KGS ranking system

skydyr · Post by **skydyr** » Thu Dec 13, 2012 8:36 am

One other thing to consider is that the system picks anchors for the ratings from active and relatively stable players, so if one of them improves suddenly and rapidly, they may warp everyone elses' ratings around the anchor instead of changing ranks themselves. As far as I know, there is no way to tell who is an anchor by design, without access to the underlying database.

hibbs · Post by **hibbs** » Thu Dec 13, 2012 10:45 am

Mike Novack wrote:
hibbs wrote: Since all the probabilities are known, the probability for each outcome can be calculated, e.g. the probability for outcome 1 is 0.15 (chance to improve in the workshop) * 0.75^5 (probability to win five games in a row at a 75% average win rate) = 3.5%. Other probabilities can be calculated in a similar way, the probability that the person did not improve in the workshop and got a 5 game win streak is 2.7 %

What is important now: We have observed the outcome “five wins in a row”, which means under the given assumptions it is actually more likely that the person has really improved than not. And even though winning 5 games in a row is a rather common event that happens by chance in 3% of all cases, and even though it is unlikely to improve by attending the workshop, the person may still correctly feel that he should get a promotion. (Everyone: Please do not start a discussion if this should be reflected in a ranking system… Read above disclaimer first)
I think that is perhaps the crux of the disagreement. Possibly related to the usual and customary certainties expected before "publication" in the different science. Yes, .56 (3.5/6.2) is greater than .44 (2.7/6.2) but not a whole lot greater. If the system gave promotions based upon attending this class and then having a five game winning streak to 100 mythical players would have been correct to do so 56 times and incorrect to do so 44 times. That's a pretty bad "error rate". The calculation might be redone to determine what lengths of streaks would have been necessary to get the error rate down to below 10%, below 5%, etc.

I think you got this one wrong, but first I want to re-iterate two earlier statements:
The crux of the disagreement (or at least what I consider a flaw in the KGS rating system) is that it takes a different number of games to be promoted in dependence of the frequency of played games. It not a priori reasonable why this should be the case, and it may lead to the fact the someone has a winning streak beyond reasonable statistical doubt and still does not get the promotion (at least not immediately). WMS himself has stated that the KGS ranking system does not account well for sudden or fast improvements in strength. What I consider a flaw here is apparently the price to pay for an otherwise probabilistically correct system.
I have also stated that a ranking system cannot account for things like someone attending a class, so therefore it mus not. The rest of the discussion is entirely hypothetical.

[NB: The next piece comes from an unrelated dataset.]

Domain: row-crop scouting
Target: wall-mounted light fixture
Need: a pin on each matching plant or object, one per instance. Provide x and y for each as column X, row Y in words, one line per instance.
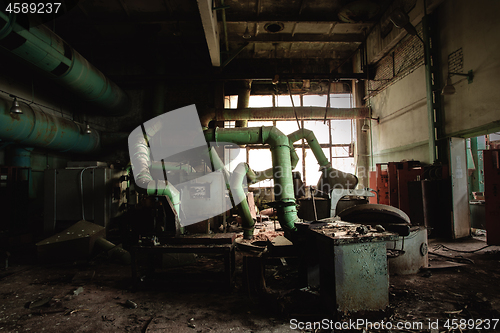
column 449, row 89
column 15, row 108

Now if you think this error rate of making a mistake of about 50% as in the example. That is the way it is. The Bayesian inference does not help us with calculating the wins in a row needed to get a smaller error rate. The question that is answered is that after the observation "Attended a class and played a streak of 5 won games in a row": What is the probability that the observation is caused by a real improvement? This depends on the prior probability of improving by attending the class. So what would be the probability that there was a real improvement after attending a cooking class? Zero. But the better the class actually is, the more likely an observation of 5 won games in a row points towards a real improvement of the player in question.

jts · Post by **jts** » Thu Dec 13, 2012 11:10 am

It's very reasonable. The more data you have attesting a statistic, the more confident you can be that the observed statistic is close to the actual statistic. The more confident you are, the more data you need to readjust your conclusions. Easy peasy.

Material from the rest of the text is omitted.